@maQiavel "Je vous ai reposé la question : c’est donc bien un ressenti ?"
Il n’y a rien qui ne soit pas au final un "ressenti", même la solution d’une opération algébrique. Le fait que "A" ne puisse pas être "non-A" est aussi un ressenti. Dans votre cas, si vous reconnaissez la pertinence du mot "islam", si vous l’employez, c’est que vous acceptez qu’il désigne quelque chose d’aussi UN que le mot islam est UN. Et alors, en acceptant cet amalgame, vous donnez raison à vos adversaires à qui vous reprochez un amalgame que vous faites aussi.
@maQiavel "Et vous ne me répondez pas directement, vous vous contentez de relever des soi disant contradictions, qui s’avèrent ne pas en être objectivement lorsqu’on les examine."
Moi, j’ai l’impression de vous donner toutes les explications possibles. Apparemment, on ne peut pas voir ses propres contradictions involontaires même quand elles sont exposées. On croit qu’elles ne sont pas exposées parce qu’on ne ressent pas que leur exposition est vraie. L’ego ne peut se voir lui-même dans sa contradiction, sinon il ne peut plus être ego. Mais pourquoi faites-vous une fixation à ce sujet. Si vous ne vous sentez pas contradictoire, peu importe et tout va bien. Je peux même essayer de ne plus vous dire que vous êtes contradictoire si cela vous énerve par le fait que vous avez l’impression que je le dis sans le montrer clairement.
A part ça, vous n’avez pas compris, mais alors vraiment pas du tout, mon dernier message. C’est pourtant la clé de tout.

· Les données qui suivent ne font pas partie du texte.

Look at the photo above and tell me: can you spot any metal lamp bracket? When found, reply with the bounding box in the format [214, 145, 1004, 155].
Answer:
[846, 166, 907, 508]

@maQiavel "En prenant acte de ma définition de la notion de communauté ( prendre acte signifie la prendre en compte , pas considérer qu’elle soit vraie , on verra ce qu’il en est par la suite ) est -ce que ma réponse évacue oui ou non la contradiction que vous voyez au départ"
Cela n’évacue pas la contradiction en soi, cela signifie seulement qu’elle peut-être involontaire de votre part.
Si vous relisez mon intervention de départ sur ce fil, dans laquelle je vous pose une question, vous verrez que je vous avais tendu une perche pour éviter de sombrer dans ce marécage (car dans ma grande sagesse, j’avais tout prévu ).
Pour éviter d’être contradictoire ou de le paraître, la position que vous soutenez (et que j’ai comprise) serait mieux défendue en affirmant que le mot Islam est une généralité trop imprécise et que vous entendez pour votre part désigner des courants religieux différents les uns des autres, par leurs noms respectifs (qu’il vous faudra connaître). Malheureusement, dès que vous reconnaissez qu’il existe actuellement une réalité générale qu’on peut nommer "Islam", tous vos efforts pour affirmer qu’il n’existe pas actuellement UNE communauté musulmane sont formellement contradictoires, malgré toutes les contorsions imaginables. Vous devriez carrément dire que l’islam n’existe pas (ou qu’il n’existe plus) : ce serait gonflé mais soutenable. En effet, comment pourrait-on ranger sous le même terme des égorgeurs d’enfants et de paisibles citoyens pratiquant la charité ? Et dans cette logique, il n’y aurait plus de contradiction, qu’elle soit objective, ressentie, involontaire ou je ne sais quoi d’autre.